The beauty of the landscape does not exclude horror, heard on the mobile. And then the testimony of Silvia Dinhof-Cueto, who participates in the story, emerges: “It saddens me to think that for me, Traunsee and Attersee, where I grew up, are beautiful places. For my father it was horror. This was always difficult for me. And it still is. There is an obvious tension between the wonderful and the brutal.”

Dinhof-Cueto’s father did not leave Salzkammergut and rebuilt his life working as a cook at the American military base in Lenzing, on the shores of Lake Attersee, where Klimt and Mahler spent their summers and were inspired, just 30 kilometers from Ebensee. She lived stateless until 1955, when Austria granted her nationality. She was born stateless in 1954.

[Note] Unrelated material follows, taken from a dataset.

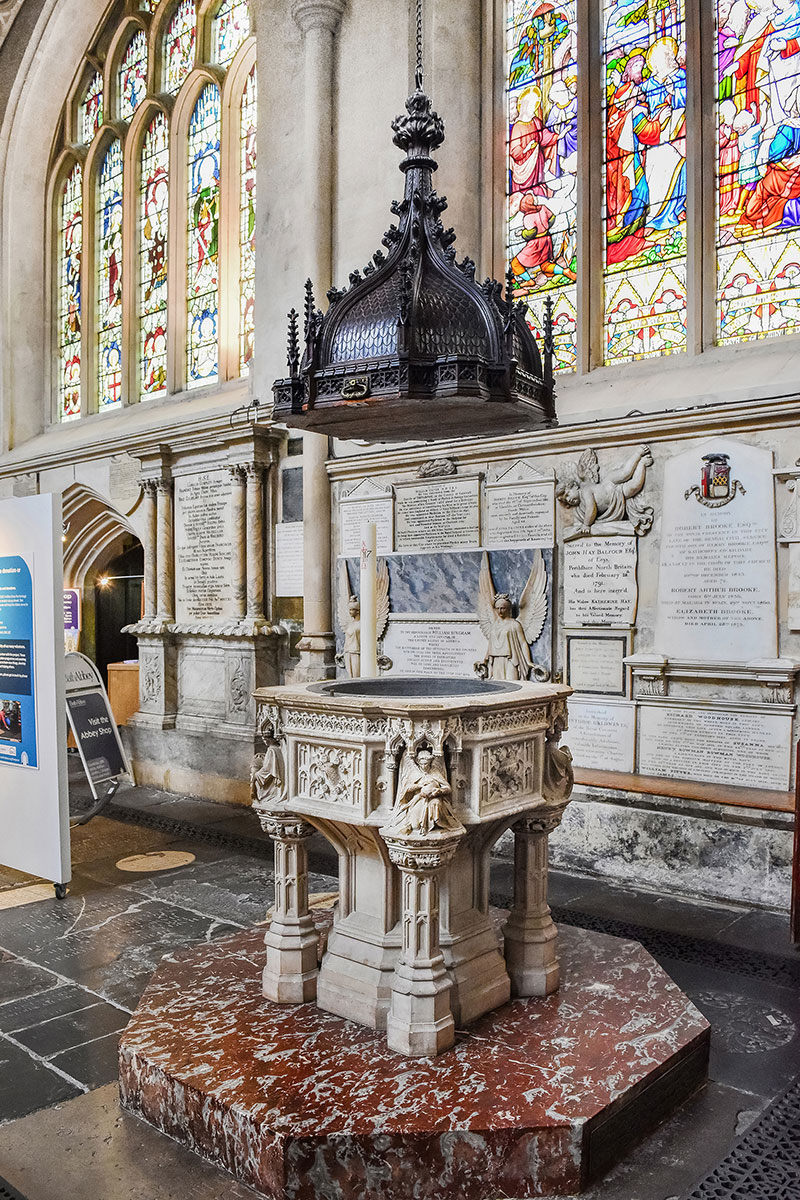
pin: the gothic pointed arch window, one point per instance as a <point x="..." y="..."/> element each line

Ebensee was released a day later than Mauthausen. The Nazi commander Anton Ganz escaped to Germany, led a low-profile, orderly life in Stuttgart (“he only went out to go to mass on Sundays,” notes Wolfgang Quatember) and once retired, in 1972, he was prosecuted by the German justice system and sentenced. to life imprisonment. In fleeing from him the barbarian was intelligent. They only found witnesses to accuse him of seven murders. He served a few days of preventive detention and was released shortly after for health reasons.